NEW YORK — Stocks leapt to multi-year highs and recorded one of their biggest gains of the year Monday after Federal Reserve Chairman Ben Bernanke suggested that the economy still needs help to produce faster job growth.
The Dow Jones industrial average climbed 160.90 points to 13,241.63, its third-best showing this year. The Standard & Poor’s 500 index rose 19.40 points to 1,416.51, its highest close since May 2008.
The Nasdaq composite index, which is closing in on a 20 percent rally for the year, climbed 54.65 points to 3,122.57, its best finish since November 2000.
Health care stocks led the market. The Supreme Court heard the first of three days of arguments on the constitutionality of President Barack Obama’s 2010 health care law, which will require Americans to carry insurance or pay a penalty.
Health care stocks gained 1.7 percent as a group. Aetna gained 3.1 percent, WellPoint 2.9 percent and UnitedHealth Group 2.7 percent. The court is expected to decide the case in June.
Bernanke, speaking to a group of economists, sounded pessimistic about jobs even though the country added an average of 245,000 jobs each month since December and the unemployment rate has fallen steadily since last summer.
He noted that the number of people working and the hours they work are well below where they stood before the 2008 financial crisis. He also suggested that some of the decline in the rate was because discouraged workers gave up looking for work.
Bernanke’s comments could mean two things for the market.
On one hand, they suggest that he believes the Fed needs to continue to prop up the economy — by keeping short-term interest rates near zero and perhaps by buying more bonds later.
“It’s been a while since we’ve had any real direction saying we need a bigger push to clean up unemployment,” said Chip Cobb, senior vice president of Bryn Mawr Trust Asset Management in Pennsylvania. “Now we’re looking for more stimulus again. It’s like we can’t get enough.”

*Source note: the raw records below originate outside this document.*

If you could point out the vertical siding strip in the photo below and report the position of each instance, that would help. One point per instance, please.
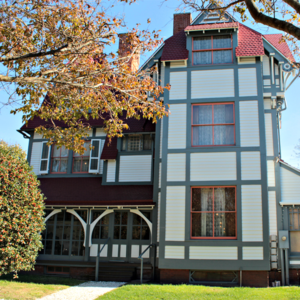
(175, 213)
(178, 82)
(247, 82)
(177, 127)
(271, 173)
(249, 124)
(176, 167)
(252, 228)
(272, 213)
(250, 164)
(269, 134)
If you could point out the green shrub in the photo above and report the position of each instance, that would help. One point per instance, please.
(21, 211)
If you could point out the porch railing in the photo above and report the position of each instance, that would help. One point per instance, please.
(142, 260)
(97, 258)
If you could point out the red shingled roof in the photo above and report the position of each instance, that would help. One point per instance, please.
(249, 42)
(212, 26)
(274, 39)
(175, 48)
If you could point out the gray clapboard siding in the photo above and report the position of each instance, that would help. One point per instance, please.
(266, 65)
(178, 82)
(175, 213)
(247, 82)
(249, 125)
(213, 166)
(177, 127)
(247, 60)
(212, 84)
(176, 167)
(250, 164)
(174, 252)
(272, 213)
(253, 253)
(214, 253)
(100, 132)
(252, 228)
(134, 168)
(158, 215)
(271, 173)
(36, 154)
(269, 134)
(111, 171)
(290, 186)
(267, 103)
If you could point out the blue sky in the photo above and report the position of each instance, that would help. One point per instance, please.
(161, 15)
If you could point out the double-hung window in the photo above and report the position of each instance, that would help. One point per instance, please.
(294, 216)
(81, 162)
(59, 159)
(212, 50)
(213, 213)
(213, 124)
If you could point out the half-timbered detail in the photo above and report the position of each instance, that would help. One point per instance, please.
(205, 187)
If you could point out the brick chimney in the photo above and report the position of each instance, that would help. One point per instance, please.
(181, 21)
(125, 48)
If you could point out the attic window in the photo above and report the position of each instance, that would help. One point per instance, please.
(212, 50)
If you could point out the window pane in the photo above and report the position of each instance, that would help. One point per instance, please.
(223, 114)
(202, 43)
(44, 164)
(85, 164)
(202, 58)
(116, 232)
(295, 241)
(202, 114)
(45, 151)
(145, 233)
(104, 232)
(56, 151)
(77, 164)
(230, 199)
(224, 224)
(224, 135)
(202, 225)
(95, 151)
(222, 57)
(202, 135)
(147, 142)
(222, 41)
(63, 165)
(136, 231)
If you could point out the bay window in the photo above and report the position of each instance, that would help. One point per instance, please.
(59, 159)
(212, 50)
(213, 124)
(213, 213)
(294, 227)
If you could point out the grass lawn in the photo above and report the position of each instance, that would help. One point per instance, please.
(141, 292)
(33, 286)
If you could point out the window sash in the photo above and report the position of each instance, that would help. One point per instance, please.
(45, 158)
(206, 54)
(215, 133)
(213, 214)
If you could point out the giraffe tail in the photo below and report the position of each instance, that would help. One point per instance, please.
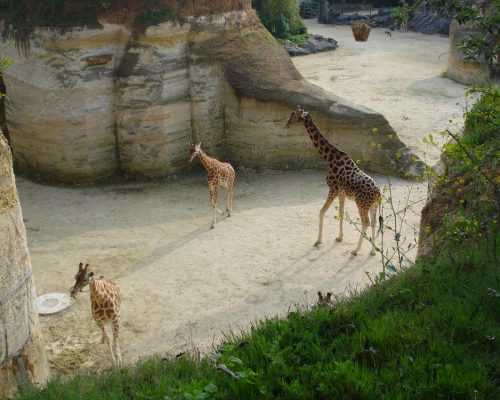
(380, 217)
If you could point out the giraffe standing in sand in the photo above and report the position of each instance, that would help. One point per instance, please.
(344, 179)
(105, 299)
(218, 174)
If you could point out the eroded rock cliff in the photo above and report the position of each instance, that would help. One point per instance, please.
(22, 351)
(88, 104)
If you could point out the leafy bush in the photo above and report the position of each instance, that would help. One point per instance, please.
(483, 120)
(280, 17)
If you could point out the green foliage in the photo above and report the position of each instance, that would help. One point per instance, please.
(483, 120)
(280, 17)
(484, 40)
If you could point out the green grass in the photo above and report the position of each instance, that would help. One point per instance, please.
(429, 332)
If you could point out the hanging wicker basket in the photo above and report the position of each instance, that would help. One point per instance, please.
(361, 31)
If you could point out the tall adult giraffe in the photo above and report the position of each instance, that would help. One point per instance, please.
(344, 179)
(218, 174)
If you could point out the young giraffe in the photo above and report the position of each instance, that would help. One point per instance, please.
(218, 174)
(344, 179)
(105, 299)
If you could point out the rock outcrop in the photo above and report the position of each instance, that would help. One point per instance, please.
(22, 351)
(88, 104)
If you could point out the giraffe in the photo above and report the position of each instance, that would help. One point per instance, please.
(218, 174)
(105, 299)
(324, 300)
(344, 179)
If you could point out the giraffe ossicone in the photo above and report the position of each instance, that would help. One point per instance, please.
(344, 179)
(105, 301)
(218, 174)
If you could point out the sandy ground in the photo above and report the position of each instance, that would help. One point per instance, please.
(184, 284)
(402, 76)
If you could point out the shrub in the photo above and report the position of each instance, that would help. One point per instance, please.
(280, 17)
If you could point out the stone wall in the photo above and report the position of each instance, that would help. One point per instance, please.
(22, 352)
(89, 104)
(460, 69)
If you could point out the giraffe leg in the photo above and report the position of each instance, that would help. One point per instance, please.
(341, 217)
(105, 335)
(373, 220)
(214, 192)
(329, 200)
(365, 222)
(116, 345)
(106, 338)
(229, 205)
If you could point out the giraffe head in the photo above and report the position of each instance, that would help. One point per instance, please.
(324, 300)
(82, 278)
(194, 150)
(296, 117)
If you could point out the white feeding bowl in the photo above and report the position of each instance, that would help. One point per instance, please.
(51, 303)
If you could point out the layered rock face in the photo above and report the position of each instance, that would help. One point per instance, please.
(89, 104)
(465, 71)
(22, 352)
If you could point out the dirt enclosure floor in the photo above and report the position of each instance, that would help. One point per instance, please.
(184, 284)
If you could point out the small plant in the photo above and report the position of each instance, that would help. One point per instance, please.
(281, 18)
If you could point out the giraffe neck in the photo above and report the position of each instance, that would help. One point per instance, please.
(97, 290)
(205, 160)
(320, 142)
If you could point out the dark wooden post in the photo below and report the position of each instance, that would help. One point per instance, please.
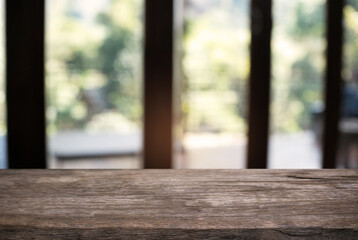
(333, 86)
(259, 86)
(25, 83)
(158, 83)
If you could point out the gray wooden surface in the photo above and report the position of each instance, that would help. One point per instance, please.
(178, 204)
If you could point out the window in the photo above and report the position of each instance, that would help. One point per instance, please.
(348, 150)
(216, 66)
(93, 83)
(3, 161)
(298, 63)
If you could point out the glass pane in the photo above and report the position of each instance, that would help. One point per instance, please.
(3, 161)
(348, 151)
(216, 66)
(94, 56)
(298, 45)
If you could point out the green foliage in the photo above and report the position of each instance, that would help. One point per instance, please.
(94, 65)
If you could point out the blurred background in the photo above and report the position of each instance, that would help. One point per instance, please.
(94, 56)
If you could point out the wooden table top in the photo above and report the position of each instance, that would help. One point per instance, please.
(178, 204)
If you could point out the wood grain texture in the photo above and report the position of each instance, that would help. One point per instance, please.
(178, 204)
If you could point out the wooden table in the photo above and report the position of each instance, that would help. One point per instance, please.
(178, 204)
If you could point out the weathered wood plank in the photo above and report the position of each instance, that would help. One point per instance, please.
(179, 204)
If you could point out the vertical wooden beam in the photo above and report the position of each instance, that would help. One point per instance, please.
(158, 83)
(333, 84)
(259, 86)
(25, 83)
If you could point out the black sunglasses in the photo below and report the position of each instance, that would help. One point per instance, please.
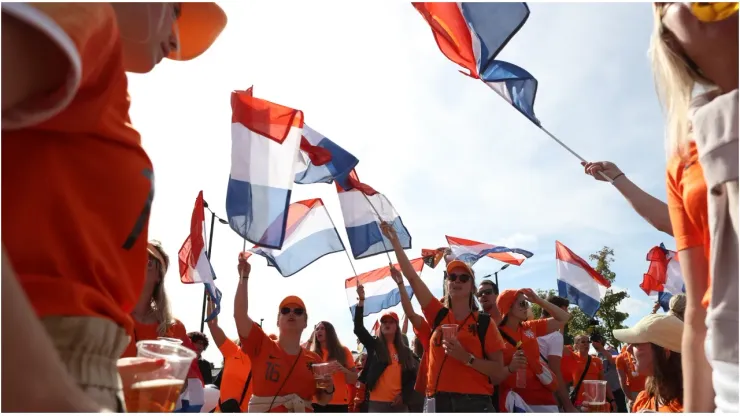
(484, 292)
(297, 311)
(463, 277)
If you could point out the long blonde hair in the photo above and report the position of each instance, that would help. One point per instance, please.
(160, 304)
(675, 78)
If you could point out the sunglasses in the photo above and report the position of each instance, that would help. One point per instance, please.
(484, 292)
(452, 277)
(296, 311)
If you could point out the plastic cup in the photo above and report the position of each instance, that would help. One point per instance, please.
(322, 375)
(158, 391)
(594, 395)
(449, 332)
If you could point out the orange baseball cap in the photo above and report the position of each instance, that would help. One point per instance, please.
(459, 263)
(391, 315)
(294, 300)
(198, 27)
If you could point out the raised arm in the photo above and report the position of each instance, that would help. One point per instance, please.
(362, 333)
(422, 292)
(650, 208)
(241, 304)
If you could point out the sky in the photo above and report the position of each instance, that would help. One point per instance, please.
(449, 153)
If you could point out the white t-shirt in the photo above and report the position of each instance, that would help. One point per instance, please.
(551, 344)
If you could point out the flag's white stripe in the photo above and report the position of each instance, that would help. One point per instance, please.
(579, 279)
(356, 210)
(261, 161)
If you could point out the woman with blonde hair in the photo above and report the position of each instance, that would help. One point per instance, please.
(696, 45)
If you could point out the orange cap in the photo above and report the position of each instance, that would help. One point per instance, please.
(391, 315)
(294, 300)
(459, 263)
(505, 300)
(198, 27)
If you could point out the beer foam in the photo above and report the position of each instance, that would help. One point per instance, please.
(151, 384)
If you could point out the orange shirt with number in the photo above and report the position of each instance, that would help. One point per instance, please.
(77, 188)
(687, 206)
(446, 374)
(271, 365)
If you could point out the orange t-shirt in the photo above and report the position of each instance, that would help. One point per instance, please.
(687, 205)
(594, 371)
(236, 371)
(644, 402)
(341, 394)
(636, 383)
(270, 366)
(77, 188)
(449, 375)
(389, 383)
(534, 393)
(146, 332)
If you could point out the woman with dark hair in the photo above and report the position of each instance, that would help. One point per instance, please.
(391, 367)
(325, 343)
(656, 344)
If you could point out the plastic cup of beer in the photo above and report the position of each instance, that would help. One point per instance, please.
(158, 391)
(322, 375)
(594, 396)
(449, 332)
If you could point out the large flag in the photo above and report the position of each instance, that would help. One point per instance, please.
(321, 160)
(310, 235)
(471, 251)
(363, 209)
(578, 281)
(473, 34)
(265, 138)
(381, 292)
(663, 277)
(193, 261)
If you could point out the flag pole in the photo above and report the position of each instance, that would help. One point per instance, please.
(603, 175)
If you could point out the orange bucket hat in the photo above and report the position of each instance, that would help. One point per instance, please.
(198, 27)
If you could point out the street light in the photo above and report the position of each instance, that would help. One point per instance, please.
(495, 274)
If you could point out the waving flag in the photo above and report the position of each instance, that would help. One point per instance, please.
(471, 251)
(664, 277)
(195, 266)
(363, 208)
(310, 235)
(433, 257)
(265, 138)
(473, 34)
(579, 282)
(321, 160)
(381, 292)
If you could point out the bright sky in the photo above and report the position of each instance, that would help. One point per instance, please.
(449, 153)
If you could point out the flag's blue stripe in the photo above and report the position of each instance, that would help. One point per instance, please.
(257, 213)
(494, 24)
(341, 164)
(586, 303)
(366, 240)
(304, 252)
(377, 303)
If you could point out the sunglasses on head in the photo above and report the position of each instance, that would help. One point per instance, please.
(452, 277)
(484, 292)
(296, 311)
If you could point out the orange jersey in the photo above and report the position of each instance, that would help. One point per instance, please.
(236, 371)
(687, 205)
(534, 393)
(271, 365)
(446, 374)
(635, 382)
(644, 402)
(579, 364)
(77, 188)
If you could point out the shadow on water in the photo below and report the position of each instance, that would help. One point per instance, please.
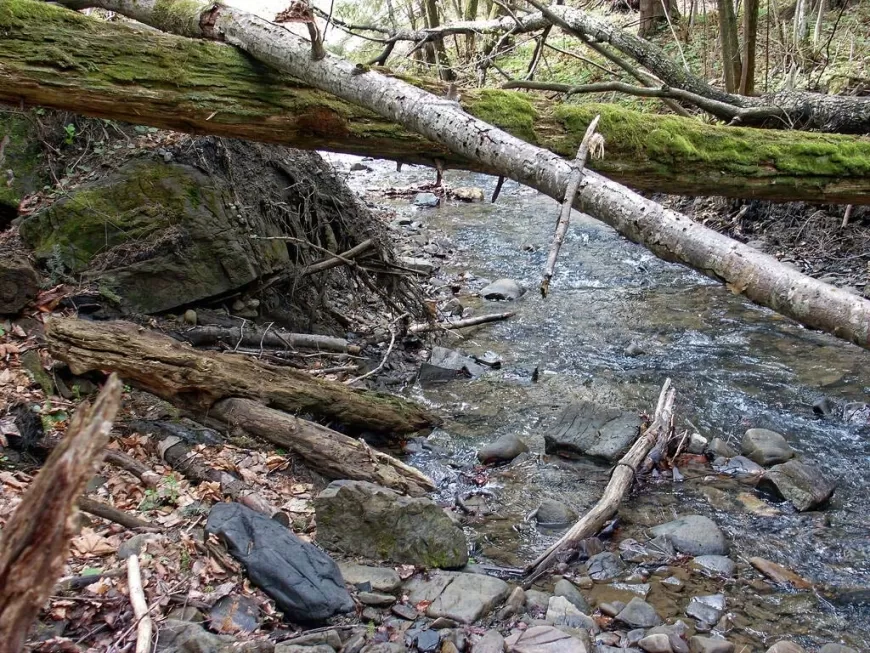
(735, 366)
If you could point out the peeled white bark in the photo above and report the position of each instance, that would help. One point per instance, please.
(670, 235)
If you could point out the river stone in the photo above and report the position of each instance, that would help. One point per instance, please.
(585, 429)
(305, 583)
(361, 518)
(605, 566)
(502, 289)
(694, 535)
(554, 514)
(699, 644)
(766, 447)
(504, 449)
(545, 639)
(804, 486)
(381, 579)
(567, 589)
(639, 614)
(461, 597)
(717, 565)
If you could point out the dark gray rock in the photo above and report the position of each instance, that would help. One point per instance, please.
(766, 447)
(639, 614)
(305, 583)
(804, 486)
(585, 429)
(694, 535)
(502, 289)
(504, 449)
(361, 518)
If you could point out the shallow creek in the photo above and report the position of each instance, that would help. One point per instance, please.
(734, 365)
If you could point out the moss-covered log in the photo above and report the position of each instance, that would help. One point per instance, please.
(198, 380)
(52, 57)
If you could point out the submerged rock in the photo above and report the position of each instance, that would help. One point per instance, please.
(585, 429)
(365, 519)
(694, 535)
(304, 582)
(804, 486)
(766, 447)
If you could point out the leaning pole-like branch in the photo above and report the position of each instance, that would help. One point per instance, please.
(670, 235)
(567, 204)
(35, 540)
(620, 483)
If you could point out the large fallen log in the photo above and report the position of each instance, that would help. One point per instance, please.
(109, 70)
(34, 543)
(197, 380)
(670, 235)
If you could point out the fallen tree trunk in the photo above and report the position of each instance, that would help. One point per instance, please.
(670, 235)
(109, 70)
(36, 538)
(197, 380)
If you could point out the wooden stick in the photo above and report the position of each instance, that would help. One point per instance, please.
(620, 483)
(36, 538)
(140, 605)
(565, 214)
(459, 324)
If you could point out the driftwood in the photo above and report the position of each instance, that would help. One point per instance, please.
(620, 483)
(197, 380)
(35, 540)
(331, 454)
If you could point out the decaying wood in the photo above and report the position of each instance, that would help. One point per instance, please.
(197, 380)
(105, 511)
(36, 538)
(620, 483)
(567, 206)
(331, 454)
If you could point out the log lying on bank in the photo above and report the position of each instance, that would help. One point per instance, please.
(197, 380)
(53, 58)
(35, 540)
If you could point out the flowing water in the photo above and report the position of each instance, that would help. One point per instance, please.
(734, 365)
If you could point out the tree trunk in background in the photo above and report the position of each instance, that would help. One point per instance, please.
(750, 39)
(729, 43)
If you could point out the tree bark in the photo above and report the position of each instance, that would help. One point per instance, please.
(197, 380)
(117, 72)
(35, 540)
(670, 235)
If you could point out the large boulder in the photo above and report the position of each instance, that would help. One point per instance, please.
(361, 518)
(585, 429)
(304, 582)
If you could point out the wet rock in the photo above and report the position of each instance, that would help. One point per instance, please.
(699, 644)
(234, 614)
(491, 642)
(545, 639)
(566, 588)
(361, 518)
(605, 566)
(502, 289)
(766, 447)
(561, 612)
(694, 535)
(554, 514)
(305, 583)
(504, 449)
(639, 614)
(706, 609)
(426, 200)
(380, 579)
(585, 429)
(803, 486)
(715, 565)
(461, 597)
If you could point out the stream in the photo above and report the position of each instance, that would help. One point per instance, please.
(734, 366)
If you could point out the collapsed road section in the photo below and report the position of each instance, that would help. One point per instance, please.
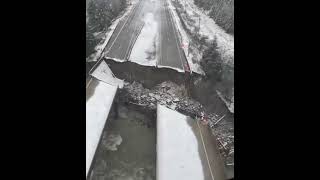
(146, 87)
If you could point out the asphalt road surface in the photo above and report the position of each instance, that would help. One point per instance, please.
(169, 52)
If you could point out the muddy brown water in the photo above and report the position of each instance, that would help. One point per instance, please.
(127, 150)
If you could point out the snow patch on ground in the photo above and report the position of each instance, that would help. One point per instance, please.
(174, 68)
(193, 59)
(100, 47)
(176, 157)
(104, 73)
(97, 110)
(144, 50)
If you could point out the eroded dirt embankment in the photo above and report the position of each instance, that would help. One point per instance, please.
(192, 95)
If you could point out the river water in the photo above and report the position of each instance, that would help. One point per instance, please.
(128, 148)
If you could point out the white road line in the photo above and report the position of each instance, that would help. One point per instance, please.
(123, 26)
(174, 32)
(205, 151)
(89, 83)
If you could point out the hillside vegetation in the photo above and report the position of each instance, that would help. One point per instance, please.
(222, 12)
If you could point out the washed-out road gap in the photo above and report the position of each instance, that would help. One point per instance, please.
(149, 24)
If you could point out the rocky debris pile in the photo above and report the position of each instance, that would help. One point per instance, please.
(111, 141)
(175, 97)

Others focused on Bernanke’s remarks that some recent hiring is merely companies making up for laying off too many people in 2009, rather than a sign of a growing economy.
That could be a relief to investors who were worried that labor costs would grow too quickly and shrink earnings, said Paul Zemsky, head of asset allocation at ING Investment Management in New York.
Some of the jump in stocks could also be because money managers are piling into stocks before the first quarter ends this week. Fund managers who missed out on this quarter’s rally will want to show clients they are invested for the next quarter.
“It may not be a wise investment decision, but I think it happens,” said Brian Lazorishak, portfolio manager at Chase Investment Counsel in Charlottesville, Va.
Stocks mostly rose in Europe. Germany’s DAX index climbed 1.2 percent after a measure of business confidence in that country rose for the fifth month in a row. France’s CAC-40 rose 0.7 percent, and in London, the FTSE rose 0.8 percent.
The euro gained less than a penny against the dollar, to $1.335. Gold rose $23.20 to $1,685.60 an ounce.
The yield on the 10-year Treasury note rose to 2.25 percent from 2.23 percent late Friday. Rising yields are a sign that investors are willing to take money out of safer government bonds and put it into riskier investments like stocks.
The price of crude oil settled at $107.03, up 16 cents, and the average price of gasoline hit $3.90 per gallon. Last year’s peak was $3.98 but that was set in May, when the summer driving season begins and prices usually rise.
Among stocks making moves Monday:
• Lions Gate Entertainment climbed 4.5 percent after its movie “The Hunger Games” had a record-setting opening weekend.
• Select Comfort Corp., which makes Sleep Number beds, climbed 3.3 percent after KeyBanc reiterated its “buy” rating on the stock and said shipments across the mattress industry were up in February.
• American Express climbed 2.5 percent after announcing that it will raise its quarterly dividend to 20 cents from 18 cents. It is the company’s first dividend increase since November 2007.
• Tenet Healthcare rose 5.5 percent after the hedge fund Glenview Capital Management disclosed that it has taken a 5.5 percent stake in the company. That makes it Tenet’s fifth-largest shareholder.
• Safeway, the grocery chain, fell 3.4 percent, worst in the S&P 500, after a Credit Suisse analyst downgraded his rating on the company. The analyst said a pension liability could cause its costs to rise.